Old Pynchon mention

MalignD at aol.com MalignD at aol.com
Wed Sep 26 09:43:55 CDT 2001


Quite by chance, I came upon this somewhat unlikely comparison of Roth and 
Pynchon, made by Harold Bloom in 1985 in a review of Zuckerman Bound, a 
single volume comprising the novels, The Ghost Writer, Zuckerman Unbound, The 
Anatomy Lesson, and The Prague Orgy.

"Zuckerman Bound" merits something reasonably close to the highest level of 
esthetic praise for tragicomedy, partly because as a formal totality it 
becomes much more than the sum of its parts. Those parts are surprisingly 
diverse: "The Ghost Writer" is a Jamesian parable of fictional influence, 
economical and shapely, beautifully modulated, while "Zuckerman Unbound" is 
more characteristically Rothian, being freer in form and more joyously 
expressionistic in its diction. "The Anatomy Lesson" is a farce bordering on 
fantasy, closer in mode and spirit to Nathanael West than is anything else by 
Roth. With "The Prague Orgy," Roth has transcended himself, or perhaps shown 
himself and others that, being just past 50, he has scarcely begun to display 
his powers. I have read nothing else in recent American fiction that rivals 
Thomas Pynchon in "The Crying of Lot 49" and episodes like the story of Bryon 
the light bulb in the same author's "Gravity's Rainbow." "The Prague Orgy" is 
of that disturbing eminence: obscenely outrageous and yet brilliantly 
reflective of a paranoid reality that has become universal. B UT the Rothian 
difference from Nathanael West and Thomas Pynchon also should be emphasized. 
Roth paradoxically is still engaged in moral prophecy; he continues to be 
outraged by the outrageous - in societies, others and himself.

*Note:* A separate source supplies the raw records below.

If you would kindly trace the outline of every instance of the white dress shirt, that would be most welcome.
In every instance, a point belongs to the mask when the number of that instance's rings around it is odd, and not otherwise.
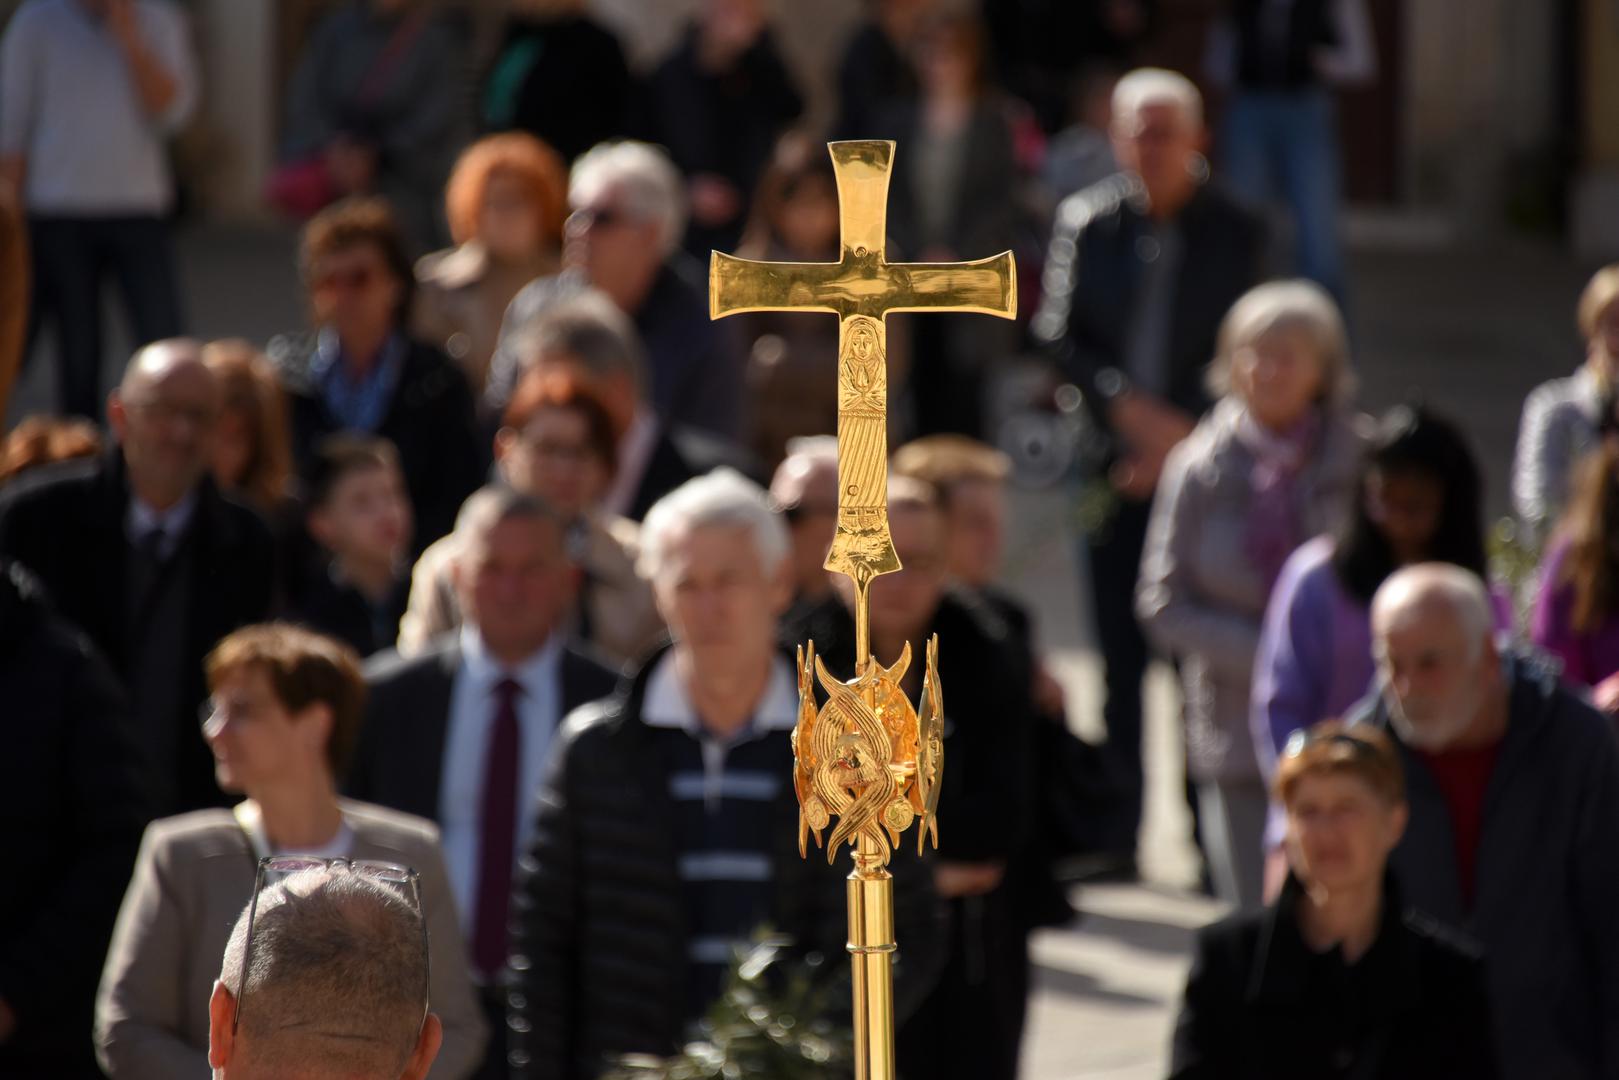
[[[628,517],[635,505],[636,492],[646,477],[646,467],[652,462],[652,451],[658,446],[658,422],[650,412],[638,413],[630,421],[629,430],[618,440],[618,471],[613,473],[613,486],[602,497],[602,509],[609,514]]]
[[[533,835],[532,804],[562,719],[562,640],[553,634],[539,652],[508,669],[489,655],[476,627],[463,625],[461,666],[450,691],[449,726],[444,733],[438,806],[444,865],[461,913],[461,930],[469,940],[478,908],[478,848],[483,837],[483,787],[497,704],[495,688],[508,678],[523,688],[517,695],[521,761],[517,766],[515,860],[527,850]]]
[[[151,505],[141,499],[139,495],[131,493],[129,496],[129,510],[124,516],[124,535],[129,542],[139,544],[153,529],[162,530],[163,547],[161,554],[167,559],[174,554],[180,540],[185,536],[186,527],[191,524],[192,514],[197,509],[197,489],[192,488],[185,493],[185,497],[167,510],[154,510]]]

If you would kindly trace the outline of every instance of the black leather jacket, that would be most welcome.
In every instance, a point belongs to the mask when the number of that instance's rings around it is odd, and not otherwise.
[[[1142,269],[1154,251],[1146,209],[1141,181],[1126,173],[1063,200],[1032,324],[1104,432],[1108,403],[1129,385],[1128,335]],[[1263,275],[1264,228],[1210,185],[1198,189],[1176,224],[1182,256],[1164,396],[1199,416],[1210,404],[1204,371],[1220,322]]]

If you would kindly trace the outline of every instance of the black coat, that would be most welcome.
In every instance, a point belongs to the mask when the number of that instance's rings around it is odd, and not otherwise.
[[[0,702],[0,1076],[99,1080],[96,983],[149,812],[112,671],[4,560]]]
[[[485,130],[526,131],[571,162],[623,134],[630,85],[624,50],[594,19],[514,15],[484,76],[480,118]]]
[[[1128,376],[1128,338],[1143,261],[1153,250],[1141,182],[1120,174],[1064,199],[1057,209],[1045,296],[1030,325],[1108,431],[1108,398]],[[1182,257],[1169,331],[1164,397],[1199,416],[1209,407],[1204,372],[1226,312],[1263,275],[1264,229],[1222,194],[1200,188],[1181,210]]]
[[[313,339],[280,339],[270,355],[291,401],[293,457],[306,469],[321,440],[343,427],[315,383]],[[466,377],[431,345],[410,342],[387,415],[373,434],[399,450],[416,518],[411,550],[420,555],[455,527],[461,503],[483,483],[488,465],[490,451],[478,433]]]
[[[362,658],[391,649],[399,640],[399,620],[410,600],[410,578],[394,582],[380,608],[365,594],[337,580],[330,570],[310,575],[289,605],[293,622],[337,638]]]
[[[673,802],[641,719],[657,659],[624,695],[569,717],[552,754],[515,899],[514,1080],[594,1080],[611,1058],[668,1055],[684,1041],[689,965]],[[808,858],[799,857],[790,785],[771,813],[773,926],[798,951],[824,957],[841,981],[848,859],[829,866],[813,843]],[[900,946],[894,1007],[903,1018],[937,971],[939,912],[914,849],[896,852],[889,869]],[[848,1000],[841,989],[828,993]]]
[[[1204,928],[1175,1025],[1172,1080],[1432,1080],[1498,1075],[1479,954],[1385,889],[1353,966],[1312,953],[1289,880],[1277,904]]]
[[[1352,723],[1382,727],[1405,766],[1411,823],[1389,869],[1414,905],[1483,945],[1502,1071],[1619,1076],[1619,745],[1613,721],[1543,658],[1509,652],[1506,735],[1484,789],[1472,903],[1450,804],[1373,695]]]
[[[712,248],[735,248],[776,140],[803,112],[804,99],[768,31],[724,71],[707,70],[697,52],[692,27],[647,80],[642,126],[687,176],[722,176],[741,196],[732,221],[687,230],[686,250],[706,257]]]
[[[24,477],[0,497],[0,555],[32,570],[61,615],[90,636],[128,682],[129,482],[116,447],[101,458],[67,462]],[[208,696],[203,658],[224,637],[269,615],[275,551],[259,516],[221,495],[213,481],[197,486],[197,506],[176,559],[191,563],[186,598],[186,685],[179,760],[179,803],[153,807],[167,815],[218,806],[213,756],[202,740],[197,709]],[[163,763],[154,763],[163,765]]]
[[[446,634],[419,656],[385,652],[366,665],[365,723],[344,791],[351,798],[439,819],[444,738],[461,644]],[[606,697],[618,676],[581,652],[562,652],[560,715]]]
[[[815,642],[828,671],[854,674],[854,620],[841,602],[823,602],[789,629],[793,641]],[[928,633],[939,635],[944,696],[939,857],[1001,862],[1005,874],[988,893],[947,903],[941,978],[915,1019],[901,1024],[899,1045],[918,1076],[1010,1080],[1029,990],[1025,901],[1036,783],[1029,658],[972,593],[947,594]],[[913,644],[913,704],[925,665]]]
[[[647,458],[646,469],[635,485],[635,495],[624,516],[640,521],[653,503],[675,488],[718,468],[735,469],[760,483],[769,480],[761,475],[758,459],[735,443],[695,428],[660,425],[652,454]]]
[[[827,670],[854,674],[854,620],[836,598],[794,616],[786,640],[813,639]],[[939,857],[958,862],[1010,859],[1024,849],[1034,808],[1032,677],[1005,623],[977,596],[951,592],[928,628],[939,635],[944,690],[944,781],[939,792]],[[882,657],[891,663],[896,657]],[[911,670],[926,657],[915,645]],[[912,704],[919,696],[913,692]]]

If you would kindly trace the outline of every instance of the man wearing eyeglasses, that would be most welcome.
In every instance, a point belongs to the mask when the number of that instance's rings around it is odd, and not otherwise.
[[[254,896],[208,1003],[214,1080],[427,1076],[443,1032],[411,875],[338,861]]]
[[[269,531],[208,472],[219,410],[196,342],[148,345],[108,398],[117,445],[0,498],[0,553],[44,581],[124,680],[160,816],[222,801],[194,721],[202,658],[270,607]]]
[[[680,250],[687,201],[674,162],[647,143],[603,143],[574,163],[568,203],[566,269],[531,282],[506,309],[489,373],[490,403],[504,408],[523,367],[513,335],[589,286],[634,321],[646,346],[647,396],[659,418],[734,439],[742,426],[742,360],[708,318],[702,268]]]

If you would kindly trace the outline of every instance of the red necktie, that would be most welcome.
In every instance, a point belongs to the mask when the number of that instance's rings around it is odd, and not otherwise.
[[[506,920],[512,902],[512,863],[517,852],[517,777],[522,732],[512,679],[495,687],[495,716],[484,758],[483,812],[479,817],[478,907],[472,930],[472,960],[487,983],[506,966]]]

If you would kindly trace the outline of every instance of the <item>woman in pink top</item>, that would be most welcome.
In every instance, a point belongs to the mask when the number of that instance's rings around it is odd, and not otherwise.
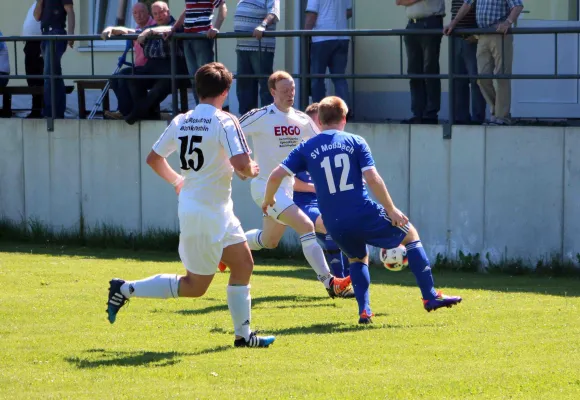
[[[144,28],[155,25],[155,20],[149,14],[149,10],[144,3],[136,3],[133,6],[133,19],[137,28],[131,29],[124,26],[110,26],[106,28],[101,37],[103,40],[107,40],[111,36],[117,35],[127,35],[140,33]],[[133,74],[134,68],[139,68],[145,65],[147,58],[143,54],[143,47],[136,40],[133,41],[133,52],[134,52],[134,67],[126,67],[119,70],[115,75],[131,75]],[[127,61],[131,61],[131,56],[127,57]],[[131,112],[131,94],[127,87],[127,80],[125,79],[111,79],[111,89],[115,92],[117,97],[118,111],[110,112],[105,111],[105,116],[112,119],[123,119],[123,117]]]

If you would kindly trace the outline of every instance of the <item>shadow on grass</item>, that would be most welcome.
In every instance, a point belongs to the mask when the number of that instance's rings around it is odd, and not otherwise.
[[[433,327],[434,325],[420,324],[420,325],[400,325],[400,324],[369,324],[359,325],[353,323],[344,324],[340,322],[326,322],[321,324],[312,324],[306,326],[293,326],[290,328],[268,330],[268,334],[272,335],[329,335],[333,333],[359,332],[365,330],[375,329],[416,329]],[[215,327],[210,330],[211,333],[231,334],[232,332],[224,328]]]
[[[278,302],[290,302],[293,304],[275,304],[268,306],[268,308],[320,308],[320,307],[336,307],[335,303],[330,303],[325,301],[325,297],[314,297],[314,296],[264,296],[264,297],[253,297],[252,298],[252,308],[259,309],[262,308],[260,305],[264,303],[278,303]],[[176,311],[177,314],[181,315],[199,315],[199,314],[209,314],[216,311],[227,311],[228,305],[226,303],[209,306],[199,309],[192,309],[192,310],[179,310]],[[159,310],[155,310],[154,312],[159,312]]]
[[[98,367],[167,367],[177,364],[181,357],[199,356],[203,354],[219,353],[230,350],[231,346],[217,346],[193,353],[176,351],[110,351],[105,349],[90,349],[83,352],[82,356],[66,357],[65,361],[77,368]]]
[[[371,290],[388,290],[388,287],[377,289],[379,285],[417,287],[415,276],[409,270],[401,272],[387,271],[385,268],[371,267]],[[302,266],[288,269],[264,269],[257,265],[254,275],[280,278],[293,278],[315,281],[312,269]],[[479,289],[495,292],[538,293],[551,296],[580,296],[580,280],[573,277],[510,276],[504,273],[453,272],[433,269],[433,278],[437,288],[450,290]],[[461,293],[451,293],[461,295]],[[417,288],[417,293],[419,294]],[[419,294],[420,295],[420,294]]]

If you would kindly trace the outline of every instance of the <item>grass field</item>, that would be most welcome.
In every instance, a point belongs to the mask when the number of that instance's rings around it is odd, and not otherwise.
[[[228,274],[201,299],[134,299],[108,280],[179,273],[173,254],[0,245],[0,398],[579,399],[580,280],[434,271],[461,305],[427,313],[410,271],[372,269],[375,323],[303,262],[258,263],[235,349]]]

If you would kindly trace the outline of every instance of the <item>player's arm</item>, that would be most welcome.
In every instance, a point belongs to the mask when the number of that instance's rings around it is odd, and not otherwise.
[[[395,203],[387,190],[387,185],[385,185],[385,181],[383,181],[375,167],[365,170],[363,177],[379,204],[387,211],[387,215],[391,218],[393,225],[403,226],[409,222],[409,218],[395,207]]]
[[[300,180],[296,177],[294,178],[294,191],[295,192],[316,193],[316,190],[314,190],[313,183],[304,182],[303,180]]]
[[[260,168],[250,158],[252,151],[248,147],[238,119],[234,115],[229,115],[227,119],[221,120],[220,124],[219,141],[230,157],[230,164],[236,175],[242,180],[258,176]]]
[[[264,195],[264,201],[262,202],[262,211],[264,214],[268,214],[268,207],[273,207],[276,204],[276,200],[274,196],[276,192],[280,188],[282,184],[282,180],[287,176],[291,176],[292,174],[288,172],[286,169],[282,167],[282,165],[278,165],[268,178],[268,183],[266,185],[266,194]]]
[[[147,165],[167,183],[170,183],[177,194],[179,194],[183,186],[183,177],[171,168],[166,158],[177,150],[176,133],[179,132],[178,125],[182,118],[183,114],[180,114],[171,121],[153,145],[153,149],[149,152],[146,160]]]

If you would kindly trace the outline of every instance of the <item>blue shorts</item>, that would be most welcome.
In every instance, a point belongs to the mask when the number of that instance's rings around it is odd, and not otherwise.
[[[318,209],[318,204],[300,204],[296,203],[299,209],[304,211],[304,214],[310,218],[312,223],[316,225],[316,220],[320,216],[320,210]]]
[[[409,232],[409,224],[393,226],[384,208],[376,203],[353,218],[337,220],[340,223],[336,225],[326,224],[326,230],[348,258],[364,258],[368,254],[367,244],[383,249],[397,247]]]

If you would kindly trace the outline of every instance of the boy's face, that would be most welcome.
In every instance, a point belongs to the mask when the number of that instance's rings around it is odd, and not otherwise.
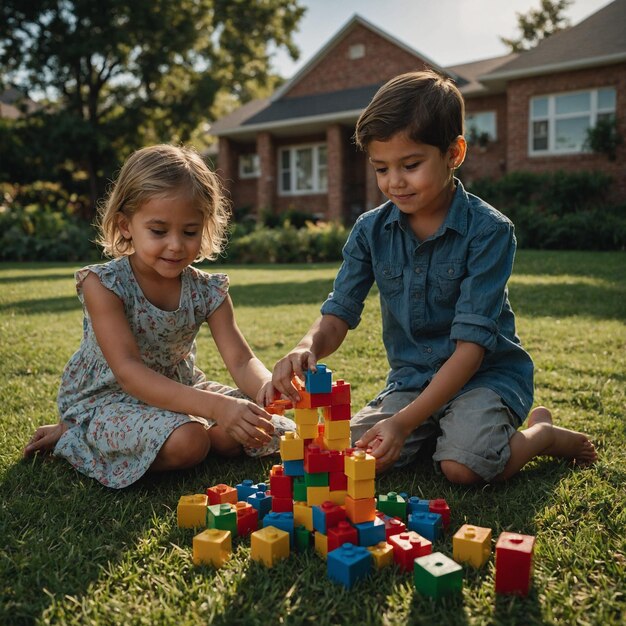
[[[463,160],[464,143],[457,139],[441,154],[435,146],[398,133],[387,141],[370,142],[367,150],[379,189],[413,224],[447,212],[454,193],[453,169]]]

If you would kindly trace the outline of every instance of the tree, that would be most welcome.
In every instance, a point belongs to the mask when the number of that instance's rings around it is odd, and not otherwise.
[[[245,101],[298,56],[298,0],[3,0],[0,75],[48,105],[40,165],[86,173],[90,197],[148,142],[188,141],[220,92]]]
[[[531,9],[526,14],[516,13],[520,36],[517,39],[500,37],[511,52],[523,52],[534,48],[542,39],[554,35],[569,26],[563,11],[573,0],[541,0],[539,9]]]

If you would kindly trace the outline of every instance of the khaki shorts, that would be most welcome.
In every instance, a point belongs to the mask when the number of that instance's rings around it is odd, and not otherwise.
[[[392,391],[372,400],[350,420],[352,441],[374,424],[395,415],[419,392]],[[436,439],[433,461],[456,461],[489,481],[503,470],[511,449],[509,440],[521,425],[500,396],[485,387],[472,389],[448,402],[406,439],[395,467],[414,461],[424,443]]]

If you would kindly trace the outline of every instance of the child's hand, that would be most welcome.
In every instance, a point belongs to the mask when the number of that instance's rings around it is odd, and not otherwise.
[[[304,372],[307,370],[317,371],[317,357],[310,350],[296,348],[274,365],[272,383],[280,393],[296,403],[300,395],[291,379],[295,375],[304,380]]]
[[[384,472],[399,458],[407,435],[393,417],[381,420],[372,426],[354,445],[369,448],[376,458],[376,471]]]
[[[61,436],[66,430],[67,424],[62,422],[40,426],[26,444],[24,456],[29,457],[35,454],[35,452],[48,452],[48,450],[53,450],[54,446],[57,445],[57,441],[61,439]]]
[[[256,403],[259,406],[267,406],[274,401],[275,391],[272,379],[267,380],[256,394]]]
[[[250,400],[229,398],[230,406],[216,418],[217,423],[238,443],[260,448],[274,433],[272,416]]]

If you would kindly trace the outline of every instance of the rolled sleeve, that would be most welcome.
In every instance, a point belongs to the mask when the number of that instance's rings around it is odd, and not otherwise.
[[[485,350],[495,350],[498,342],[498,325],[482,315],[457,315],[452,322],[450,338],[453,341],[470,341]]]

There is in 
him nothing of West's gnostic preference for the posture of the satanic 
editor, Shrike, in "Miss Lonelyhearts," or of Pynchon's cabalistic doctrine 
of sado-anarchism. Roth's negative exuberance is not in the service of a 
negative theology, but intimates instead a nostalgia for the morality once 
engendered by the Jewish normative tradition."